Now that he has returned to work as general counsel for the Housing Authority of Pittsburg in Pennsylvania, Harris said he hoped for positive coverage of this news and blasted The Oregonian for its coverage of him last fall.
"The article was deliberate," Harris said when asked why he did not request retractions to what he saw as errors in that news organization's coverage. Licensed in Pennsylvania and New York, he said that it was well known and accepted in the school district that he was in the process of applying for a reciprocal license to practice in Oregon.
Oregonian education editor Betsy Hammond defended her team's reporting. "Obviously it is newsworthy any time the top lawyer for Portland Public Schools is under investigation by the state Bar. We would cover that story and treat it as significant, regardless of who is in the general counsel role," Hammond said, adding: "Mr.

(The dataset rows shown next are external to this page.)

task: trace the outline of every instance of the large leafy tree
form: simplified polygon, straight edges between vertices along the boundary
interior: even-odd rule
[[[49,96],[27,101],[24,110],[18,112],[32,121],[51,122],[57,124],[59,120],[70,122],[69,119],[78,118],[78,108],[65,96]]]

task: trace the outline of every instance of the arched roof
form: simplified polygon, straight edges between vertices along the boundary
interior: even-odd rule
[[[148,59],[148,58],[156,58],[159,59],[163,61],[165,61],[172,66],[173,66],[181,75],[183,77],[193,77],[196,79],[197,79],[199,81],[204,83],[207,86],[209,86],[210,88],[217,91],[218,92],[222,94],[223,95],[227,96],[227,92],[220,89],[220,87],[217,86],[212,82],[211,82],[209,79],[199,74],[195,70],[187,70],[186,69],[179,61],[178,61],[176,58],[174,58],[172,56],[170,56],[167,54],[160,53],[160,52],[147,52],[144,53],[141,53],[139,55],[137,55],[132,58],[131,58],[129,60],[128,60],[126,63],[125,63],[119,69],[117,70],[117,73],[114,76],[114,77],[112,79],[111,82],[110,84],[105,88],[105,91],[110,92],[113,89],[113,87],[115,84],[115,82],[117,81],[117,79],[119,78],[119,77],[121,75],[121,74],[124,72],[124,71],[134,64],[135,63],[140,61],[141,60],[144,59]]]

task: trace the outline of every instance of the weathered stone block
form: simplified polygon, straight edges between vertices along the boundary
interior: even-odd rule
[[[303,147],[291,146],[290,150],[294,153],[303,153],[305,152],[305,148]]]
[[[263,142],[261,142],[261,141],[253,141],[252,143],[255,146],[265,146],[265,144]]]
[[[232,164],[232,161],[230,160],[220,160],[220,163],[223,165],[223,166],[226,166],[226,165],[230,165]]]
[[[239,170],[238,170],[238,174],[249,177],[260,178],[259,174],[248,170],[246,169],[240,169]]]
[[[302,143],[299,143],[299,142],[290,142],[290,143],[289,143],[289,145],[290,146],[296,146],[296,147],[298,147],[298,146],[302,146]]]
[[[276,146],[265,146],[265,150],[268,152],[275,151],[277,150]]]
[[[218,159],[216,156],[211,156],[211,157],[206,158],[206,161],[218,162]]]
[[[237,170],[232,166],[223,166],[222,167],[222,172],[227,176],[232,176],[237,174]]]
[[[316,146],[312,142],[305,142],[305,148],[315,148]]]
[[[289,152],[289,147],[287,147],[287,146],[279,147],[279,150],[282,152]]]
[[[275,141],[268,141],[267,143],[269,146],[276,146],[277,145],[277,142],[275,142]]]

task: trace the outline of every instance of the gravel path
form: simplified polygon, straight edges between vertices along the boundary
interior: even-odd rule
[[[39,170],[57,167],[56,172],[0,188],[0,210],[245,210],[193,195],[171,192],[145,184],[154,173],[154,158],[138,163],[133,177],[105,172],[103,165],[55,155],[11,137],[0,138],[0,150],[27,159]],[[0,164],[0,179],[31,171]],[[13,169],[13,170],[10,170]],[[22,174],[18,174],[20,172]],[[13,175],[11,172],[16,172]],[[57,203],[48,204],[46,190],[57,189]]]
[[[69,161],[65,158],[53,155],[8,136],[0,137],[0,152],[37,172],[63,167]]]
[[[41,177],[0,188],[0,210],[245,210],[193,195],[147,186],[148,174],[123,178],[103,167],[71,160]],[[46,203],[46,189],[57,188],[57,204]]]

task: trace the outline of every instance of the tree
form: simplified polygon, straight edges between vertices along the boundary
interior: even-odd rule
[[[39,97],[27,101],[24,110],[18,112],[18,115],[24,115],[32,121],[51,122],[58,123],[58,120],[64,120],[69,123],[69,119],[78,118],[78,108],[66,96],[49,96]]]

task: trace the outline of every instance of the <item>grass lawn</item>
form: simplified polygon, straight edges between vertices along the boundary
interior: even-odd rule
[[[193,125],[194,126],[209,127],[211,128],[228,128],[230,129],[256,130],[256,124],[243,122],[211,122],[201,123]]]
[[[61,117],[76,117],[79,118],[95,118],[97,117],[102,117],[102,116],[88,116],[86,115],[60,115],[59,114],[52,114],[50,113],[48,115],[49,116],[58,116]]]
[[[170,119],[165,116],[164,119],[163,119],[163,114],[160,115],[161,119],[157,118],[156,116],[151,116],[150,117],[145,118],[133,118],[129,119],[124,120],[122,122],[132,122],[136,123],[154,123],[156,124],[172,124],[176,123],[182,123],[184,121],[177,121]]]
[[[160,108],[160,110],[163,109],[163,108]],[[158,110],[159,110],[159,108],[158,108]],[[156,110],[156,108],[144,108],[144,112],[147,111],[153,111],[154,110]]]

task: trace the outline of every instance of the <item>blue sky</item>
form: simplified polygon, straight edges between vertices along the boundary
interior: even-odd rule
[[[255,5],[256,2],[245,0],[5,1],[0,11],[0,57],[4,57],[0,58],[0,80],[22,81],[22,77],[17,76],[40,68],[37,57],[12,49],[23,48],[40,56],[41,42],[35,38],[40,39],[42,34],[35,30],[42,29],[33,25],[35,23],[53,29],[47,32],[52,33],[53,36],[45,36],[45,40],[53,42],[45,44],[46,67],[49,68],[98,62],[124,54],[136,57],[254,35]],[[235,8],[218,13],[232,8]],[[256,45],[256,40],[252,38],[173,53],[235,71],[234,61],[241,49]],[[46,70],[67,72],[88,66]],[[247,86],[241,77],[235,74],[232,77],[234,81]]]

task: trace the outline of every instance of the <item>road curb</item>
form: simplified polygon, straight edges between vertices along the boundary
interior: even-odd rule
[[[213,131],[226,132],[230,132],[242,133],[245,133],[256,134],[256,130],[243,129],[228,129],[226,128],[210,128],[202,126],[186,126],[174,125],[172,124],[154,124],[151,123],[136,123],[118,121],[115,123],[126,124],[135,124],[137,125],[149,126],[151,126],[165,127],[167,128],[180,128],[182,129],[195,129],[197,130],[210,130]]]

Harris did not bring to our attention any inaccuracy in our coverage."
Admittance to the Oregon Bar means that Harris passed the test the Oregon Board of Bar Examiners has to determine that a person is of "good moral character" and is fit to be a lawyer in Oregon.
A trial panel of the Oregon Disciplinary Board is expected to answer a slightly different question this fall to see if he broke any rules.
"The tests for those two processes are different," said Kateri Walsh, the Oregon Bar's spokeswoman.
The disciplinary case may center in part on the definition of the word "practice," as Harris has argued that he was not quite practicing law and therefore it was OK to work while his application was pending. He argues that Oregon's rules effectively allow for someone to work temporarily while working to get reciprocal admission.
He started working as the district's general counsel on June 15, 2017. A licensed attorney for more than three decades in his home state, Harris applied for a reciprocal Oregon license in September. Harris said the reason it took him a few months to get his application materials together is because of the need to track down paper records.
"I could have filed an incomplete form almost immediately," Harris said. "But Oregon had no application timeline, so I opted to file a more complete application, but it took some time to track down the information."
In the course of investigating an unrelated complaint, the licensing agency found Harris didn't have an Oregon license and sent him a letter Nov. 9 saying he may have violated professional standards by working without a license. Harris resigned Nov. 20, saying at the time that he had a new job offer.
According to documentation Harris provided to the Tribune, the Oregon Board of Bar Examiners recommended Nov. 20 and again on April 2 that he be admitted. He says he took the oath June 1. The Bar was not immediately able to confirm the date.
Asked why he pursued a license now that he is no longer working in Oregon, Harris said in an email: "It is a privilege to be a member of any state Bar. I admire their stance on diversity and inclusion."
Interestingly, now that Harris has finally been admitted to the Oregon Bar, there are new ways in which he could be punished if found to have violated the rules.
"If he is admitted to the Bar, then that does open up a new sanctions scheme, basically," Walsh said.
The Oregon Supreme Curt could impose penalties up to suspension or revocation of his Oregon law license. Without one, they would have put a note on his file and sent it to his home licensing states, which might have imposed similar penalties, but are not required to.
Harris said in court papers that he "fully complied" with Oregon Rules of Professional Conduct and asked to be reimbursed for legal costs.